National Defense University’s participation in a Defense Challenge event and a separate event it intends to host would deepen the military’s cybersecurity and uncrewed aerial vehicle (UAV) research to ensure that it can boost national defense by leveraging cutting-edge technology, said Rear Admiral Tsui Yi-fong (崔怡楓), chief of staff at the university’s Chung Cheng Institute of Technology.
The university’s team, led by Colonel Lee Yen-hung (李彥宏), were given an Honorable Mention award at the Defense Challenge, at which participants programed drone simulations to perform autonomous flights to scout multiple targets in an environment where Global Navigation Satellite System (GNSS) is denied, and participants cannot use first-person view, Tsui said yesterday.
The university’s team used dead-reckoning calculations to obtain flight data from accelerometer and gyroscope data, he said, adding that its UAV was outfitted with an Nvidia Jetson Nano board and a global shutter single-lens camera.

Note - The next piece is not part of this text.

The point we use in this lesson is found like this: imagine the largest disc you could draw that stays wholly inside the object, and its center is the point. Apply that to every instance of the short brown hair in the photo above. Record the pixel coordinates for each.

Photo: Fang Wei-li, Taipei Times
The drone used a Yolov8 computer vision model, with the visuals processed and optimized by converting the files with Nvidia’s TensorRT, a high-performance deep-learning inference software development kit, he said.

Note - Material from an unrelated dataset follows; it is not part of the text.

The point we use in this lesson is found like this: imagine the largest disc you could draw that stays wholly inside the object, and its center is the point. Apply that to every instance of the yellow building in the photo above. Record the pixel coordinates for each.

The visual optimizations allowed the team’s drones to identify civilian traffic, camouflaged military vehicles and fuel drums, providing high accuracy and immediate responses with limited computing power, Tsui said.
The Defense Challenge event was hosted by the National Science and Technology Council and National Cheng Kung University, he said, adding that it was not directly related to combat simulations.
This year’s challenge simulated an incident in which drones were unable to link up to GNSS during the major earthquake in Hualien County on April 3 last year, he said.
The military hopes to develop new technologies or software that would allow it to overcome such situations, Tsui said.
Separately, National Defense University is preparing for the Military Academy Cup Cybersecurity Competition on May 22 and 23 featuring teams from its Management College, the Chung Cheng Institute, as well as from the Air Force Institute of Technology, the Air Force Academy, the Naval Academy, the Army Academy and Central Police University.
The cybersecurity competition is divided into two parts, the first testing participants’ ability to gather online information, perform reverse engineering, and understand encryption and decryption, as well as their grasp of digital forensics, Tsui said.
In the second part, participants join a “capture the flag” mission, as well as a mission to take over a computer system and achieve specific goals, he said.